L’interfaccia diventa soggetto attivo, non solo canale passivo. Quando un NPC non è più scriptato ma agisce in base a una policy di reinforcement learning, si innesca un ciclo adattivo che trasforma ogni partita in una esperienza leggermente diversa. La ripetizione cede il passo alla variazione, e la fedeltà dell’utente non si costruisce più con le ricompense, ma con l’imprevedibilità credibile. La fidelizzazione diventa una funzione della sorpresa ben calibrata.
Tutto questo ha implicazioni enormi anche fuori dall’ambito gaming. Il videogioco sta diventando il sandbox perfetto per addestrare, testare e raffinare intelligenze artificiali che domani potrebbero operare in ambiti ben più sensibili: dalla difesa alla sanità, dal customer care alla guida autonoma. Il fatto che Tencent o Huawei stiano investendo pesantemente non è solo una scommessa commerciale. È una strategia geopolitica sul controllo delle pipeline AI-native e sulla creazione di modelli proprietari difficilmente esportabili o replicabili in Occidente.

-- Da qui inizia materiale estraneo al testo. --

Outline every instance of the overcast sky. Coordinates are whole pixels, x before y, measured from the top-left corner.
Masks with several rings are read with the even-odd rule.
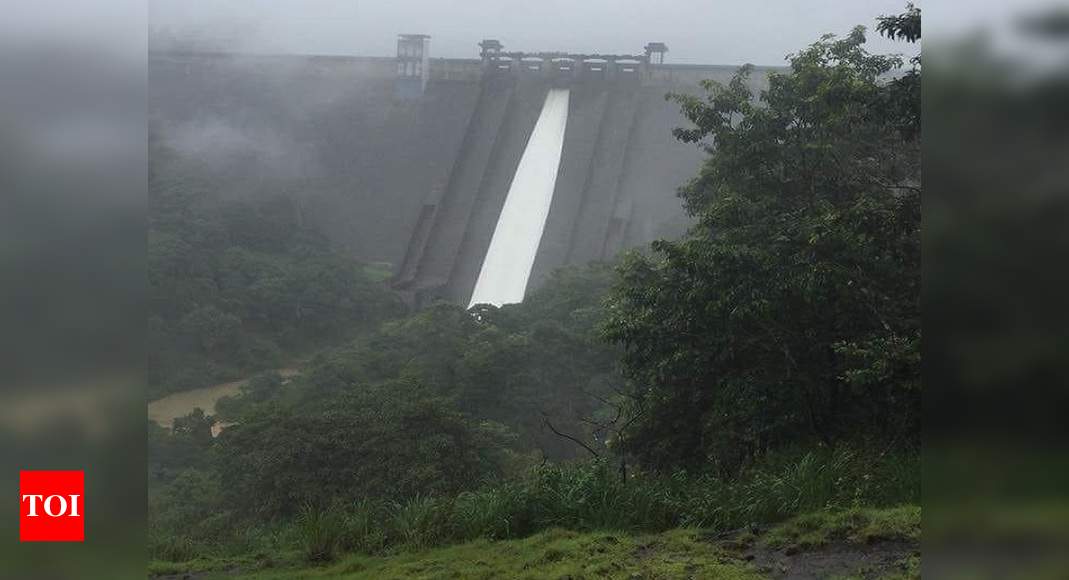
[[[905,0],[150,0],[150,28],[243,52],[391,56],[397,33],[415,32],[432,36],[432,57],[474,58],[482,38],[513,50],[615,53],[639,53],[660,41],[669,47],[666,62],[783,64],[821,34],[845,34],[854,25],[869,27],[873,51],[912,53],[874,33],[877,16],[904,6]]]

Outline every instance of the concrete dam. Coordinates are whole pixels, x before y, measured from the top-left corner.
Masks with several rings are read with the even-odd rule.
[[[556,268],[609,260],[687,226],[677,188],[703,152],[680,143],[668,92],[729,65],[639,54],[506,52],[432,59],[150,54],[150,114],[219,184],[299,191],[354,257],[389,263],[414,303],[509,303]],[[755,89],[768,69],[755,70]],[[221,185],[221,186],[222,186]]]

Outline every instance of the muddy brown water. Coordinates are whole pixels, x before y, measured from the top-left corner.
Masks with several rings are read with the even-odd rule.
[[[275,372],[281,375],[282,378],[289,378],[299,373],[296,369],[276,369]],[[241,391],[242,385],[245,385],[247,380],[221,382],[212,387],[181,391],[171,393],[162,398],[157,398],[149,403],[149,419],[161,426],[170,427],[176,418],[187,416],[198,407],[205,414],[215,414],[216,402],[224,396],[236,395]],[[218,428],[214,429],[215,434],[218,435],[218,430],[221,430],[226,426],[226,424],[217,425]]]

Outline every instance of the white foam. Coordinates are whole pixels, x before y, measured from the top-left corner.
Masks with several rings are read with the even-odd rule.
[[[553,203],[568,125],[568,89],[551,89],[497,218],[469,307],[522,302]]]

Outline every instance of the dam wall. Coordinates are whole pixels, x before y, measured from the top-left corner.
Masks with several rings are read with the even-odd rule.
[[[401,92],[393,58],[151,53],[150,119],[210,187],[297,195],[339,248],[391,264],[414,303],[466,304],[551,89],[571,98],[528,289],[685,230],[676,191],[704,153],[672,138],[684,120],[664,96],[737,69],[539,54],[425,59]]]

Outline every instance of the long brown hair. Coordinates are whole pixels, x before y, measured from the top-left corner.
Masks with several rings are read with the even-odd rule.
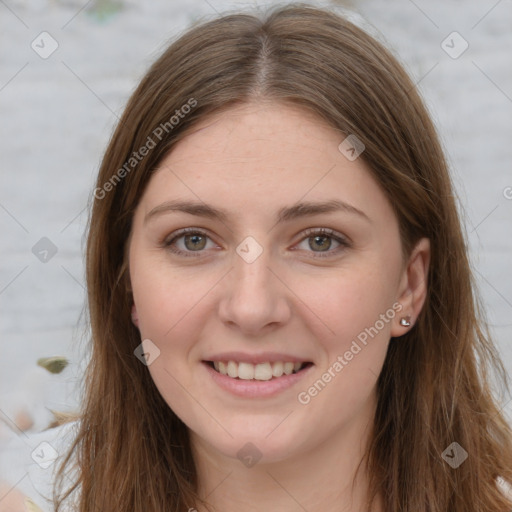
[[[127,241],[152,172],[176,142],[206,116],[258,98],[300,105],[340,134],[355,134],[394,207],[404,254],[420,237],[431,242],[425,305],[414,328],[391,340],[378,380],[365,466],[369,508],[381,495],[386,512],[510,510],[496,479],[512,482],[511,431],[491,389],[493,375],[505,389],[506,374],[475,295],[434,126],[388,50],[343,17],[303,4],[195,26],[151,66],[128,102],[94,193],[92,354],[56,510],[70,494],[80,512],[184,511],[203,503],[187,428],[134,355],[141,340],[130,317]],[[468,453],[457,468],[443,458],[454,442]],[[71,468],[76,480],[66,492]]]

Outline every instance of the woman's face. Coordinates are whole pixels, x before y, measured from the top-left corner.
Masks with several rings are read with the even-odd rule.
[[[344,139],[295,107],[231,108],[175,146],[136,209],[149,371],[225,456],[275,462],[366,425],[407,330],[397,219]]]

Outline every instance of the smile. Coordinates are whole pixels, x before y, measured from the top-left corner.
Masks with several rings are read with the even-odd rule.
[[[221,375],[232,379],[268,381],[292,375],[311,365],[309,362],[275,361],[258,364],[236,361],[207,361]]]

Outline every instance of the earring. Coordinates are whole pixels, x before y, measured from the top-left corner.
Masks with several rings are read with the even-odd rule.
[[[411,320],[410,316],[400,318],[400,325],[403,325],[404,327],[409,327],[411,325],[410,320]]]

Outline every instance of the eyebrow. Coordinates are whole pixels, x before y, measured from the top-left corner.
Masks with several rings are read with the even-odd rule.
[[[218,220],[223,223],[227,222],[230,218],[228,211],[224,210],[223,208],[217,208],[202,202],[172,200],[165,201],[164,203],[149,211],[144,217],[144,224],[146,224],[154,217],[172,212],[189,213],[190,215]],[[336,212],[355,214],[371,223],[368,215],[366,215],[366,213],[364,213],[362,210],[359,210],[355,206],[337,199],[322,202],[301,202],[292,206],[283,207],[277,213],[276,223],[278,224],[302,217],[318,215],[321,213]]]

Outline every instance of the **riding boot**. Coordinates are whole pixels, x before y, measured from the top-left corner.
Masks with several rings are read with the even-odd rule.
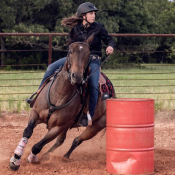
[[[80,126],[91,126],[92,125],[92,118],[89,113],[83,113],[79,120]]]
[[[25,99],[25,101],[27,102],[27,103],[32,103],[32,101],[33,101],[33,97],[35,96],[37,94],[37,92],[35,92],[35,93],[33,93],[28,99]]]

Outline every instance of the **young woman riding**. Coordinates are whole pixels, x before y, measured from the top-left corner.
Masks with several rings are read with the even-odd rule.
[[[96,12],[98,9],[95,7],[94,4],[90,2],[85,2],[79,5],[77,9],[76,15],[73,15],[69,18],[64,18],[61,23],[63,26],[71,27],[71,31],[69,33],[68,37],[68,45],[70,45],[72,42],[83,42],[85,41],[91,34],[94,33],[94,39],[90,45],[90,74],[94,72],[99,66],[100,66],[100,59],[102,56],[102,42],[107,45],[106,53],[112,54],[115,47],[115,41],[112,39],[112,37],[108,34],[108,31],[105,29],[105,27],[95,22]],[[58,69],[60,66],[64,65],[66,60],[66,57],[59,59],[48,66],[44,78],[41,81],[41,84],[39,87],[42,86],[44,81],[51,76],[56,69]],[[89,113],[91,118],[94,117],[95,108],[97,105],[98,100],[98,82],[99,82],[99,76],[100,76],[100,69],[98,69],[95,73],[92,74],[92,76],[88,80],[88,88],[90,92],[90,99],[89,99]],[[33,97],[33,96],[31,96]],[[29,98],[26,100],[28,103],[32,102],[32,98]],[[80,125],[87,125],[81,123]]]

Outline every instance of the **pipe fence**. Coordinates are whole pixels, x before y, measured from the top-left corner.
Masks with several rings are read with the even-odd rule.
[[[67,33],[0,33],[0,36],[48,36],[48,64],[52,62],[52,37],[67,36]],[[114,37],[175,37],[175,34],[110,34]],[[46,51],[35,50],[35,51]],[[17,50],[21,51],[21,50]],[[27,50],[23,50],[27,51]],[[66,51],[66,50],[63,50]],[[0,50],[8,52],[8,50]],[[15,52],[15,50],[9,50]],[[140,51],[143,52],[143,51]],[[146,52],[146,51],[144,51]],[[153,52],[153,51],[152,51]],[[158,51],[162,52],[162,51]],[[3,65],[14,67],[47,66],[46,64],[16,64]],[[109,66],[110,67],[110,66]],[[175,100],[175,65],[174,64],[141,64],[135,66],[102,67],[102,71],[112,81],[118,98],[153,98],[161,108],[174,108]],[[3,103],[22,102],[38,89],[44,71],[0,71],[0,108],[5,109]],[[170,104],[171,103],[171,104]]]

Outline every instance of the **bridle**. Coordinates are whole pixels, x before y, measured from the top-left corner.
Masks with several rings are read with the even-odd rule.
[[[67,53],[67,63],[68,63],[67,72],[68,72],[69,80],[70,80],[70,78],[71,78],[71,63],[70,63],[70,57],[69,57],[69,55],[71,54],[71,47],[72,47],[73,44],[83,44],[83,45],[88,46],[88,48],[90,48],[89,44],[86,43],[86,42],[73,42],[73,43],[71,43],[71,44],[69,45],[69,50],[68,50],[68,53]],[[89,56],[88,56],[88,57],[89,57]],[[91,61],[91,59],[90,59],[90,57],[89,57],[89,58],[88,58],[88,61],[87,61],[87,63],[86,63],[86,66],[85,66],[85,68],[84,68],[83,75],[86,73],[87,68],[88,68],[88,66],[89,66],[89,64],[90,64],[90,61]],[[83,81],[84,81],[84,80],[83,80]]]

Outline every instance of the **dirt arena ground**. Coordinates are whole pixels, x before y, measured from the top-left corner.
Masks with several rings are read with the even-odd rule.
[[[29,140],[18,171],[9,169],[9,160],[19,143],[29,114],[2,112],[0,114],[0,175],[109,175],[106,171],[106,136],[104,131],[93,139],[82,143],[71,155],[70,162],[62,162],[62,156],[70,148],[73,139],[84,128],[68,131],[65,143],[47,161],[38,165],[27,163],[33,144],[47,132],[46,125],[38,125]],[[54,143],[46,145],[41,155]],[[155,173],[156,175],[175,175],[175,110],[159,111],[155,114]]]

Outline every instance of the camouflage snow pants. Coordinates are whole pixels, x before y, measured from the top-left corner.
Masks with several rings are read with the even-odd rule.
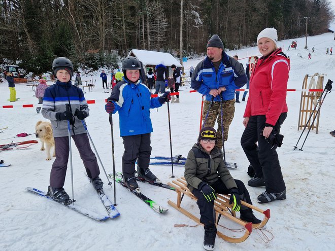
[[[211,101],[205,100],[204,101],[204,110],[203,110],[203,122],[205,120],[207,115],[208,110],[210,109]],[[224,141],[228,139],[228,131],[229,130],[229,126],[231,124],[232,119],[234,117],[234,113],[235,112],[235,99],[230,99],[230,100],[223,100],[222,103],[222,121],[223,122],[223,135],[224,136]],[[215,120],[217,118],[218,129],[217,132],[217,141],[215,146],[218,148],[222,148],[222,132],[221,127],[221,107],[220,102],[215,101],[213,102],[213,105],[210,109],[208,117],[205,122],[205,126],[210,126],[214,127],[215,124]]]

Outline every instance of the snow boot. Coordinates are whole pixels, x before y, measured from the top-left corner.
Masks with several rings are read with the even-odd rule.
[[[136,182],[135,177],[130,178],[123,177],[123,183],[131,190],[135,190],[139,187],[139,184]]]
[[[138,166],[137,175],[138,177],[139,178],[144,178],[145,180],[150,182],[154,182],[157,180],[157,177],[156,175],[152,173],[151,171],[150,171],[150,169],[149,168],[146,170],[144,170]]]
[[[269,193],[263,192],[257,197],[258,203],[263,203],[273,201],[274,200],[282,200],[286,198],[286,190],[280,193]]]
[[[47,195],[52,197],[55,200],[59,202],[62,203],[65,200],[70,199],[70,196],[63,188],[53,188],[51,186],[49,186]]]
[[[250,187],[262,187],[265,186],[265,182],[263,177],[254,177],[248,182],[248,185]]]
[[[91,183],[93,184],[96,190],[103,188],[104,183],[98,176],[94,178],[90,178],[89,180],[91,181]]]
[[[251,222],[253,224],[259,224],[262,221],[257,219],[252,213],[252,210],[248,208],[246,210],[241,210],[240,219],[247,222]]]
[[[204,226],[205,229],[205,236],[204,237],[204,248],[207,250],[214,250],[215,244],[215,237],[217,230],[215,225],[205,225]]]

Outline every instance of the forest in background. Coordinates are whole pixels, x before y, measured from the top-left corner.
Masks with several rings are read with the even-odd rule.
[[[328,0],[183,0],[183,55],[206,52],[218,34],[229,49],[255,45],[266,27],[278,39],[326,32]],[[132,49],[180,55],[181,0],[0,0],[0,58],[27,72],[56,56],[76,67],[115,67]]]

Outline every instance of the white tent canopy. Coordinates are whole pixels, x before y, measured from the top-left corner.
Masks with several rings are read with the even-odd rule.
[[[138,58],[143,63],[145,67],[147,65],[157,65],[162,62],[166,66],[171,66],[173,64],[175,64],[177,67],[183,67],[173,56],[165,52],[133,49],[129,53],[128,56],[129,56]]]

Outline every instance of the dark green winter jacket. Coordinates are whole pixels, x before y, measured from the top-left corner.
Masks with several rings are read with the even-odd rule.
[[[199,144],[194,144],[188,152],[185,164],[185,178],[187,187],[192,192],[198,189],[199,184],[205,182],[211,185],[219,178],[228,189],[237,188],[223,161],[223,154],[216,147],[209,155]]]

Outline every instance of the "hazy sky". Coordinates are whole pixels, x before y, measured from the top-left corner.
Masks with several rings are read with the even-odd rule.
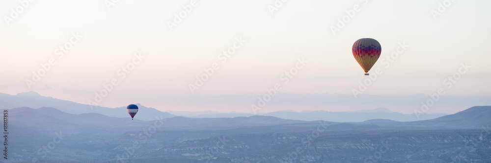
[[[282,94],[257,111],[412,113],[439,89],[426,112],[491,105],[490,0],[116,1],[0,2],[0,92],[252,112],[277,84]],[[375,79],[351,52],[362,38],[382,47]],[[193,93],[201,76],[209,77]]]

Non si tratta più di chi ha il miglior engine grafico, ma di chi controlla le fondamenta cognitive della nuova interazione uomo-macchina. E se l’Occidente non accelera, rischia di trasformarsi da protagonista creativo a semplice spettatore pagante. In fondo, come diceva Sun Tzu: “Conosci il tuo nemico e conosci te stesso, e in cento battaglie non sarai mai in pericolo”. Nel 2025, conoscere il proprio nemico significa leggere il changelog dell’ultima release AI di NetEase o Huawei.
Perché se oggi si gioca, domani si governa e chi vince nel gaming AI-driven, detta le regole del metaverso, della formazione automatizzata, persino del marketing cognitivo. Il joystick non è più un gioco. È il telecomando del mondo che verrà.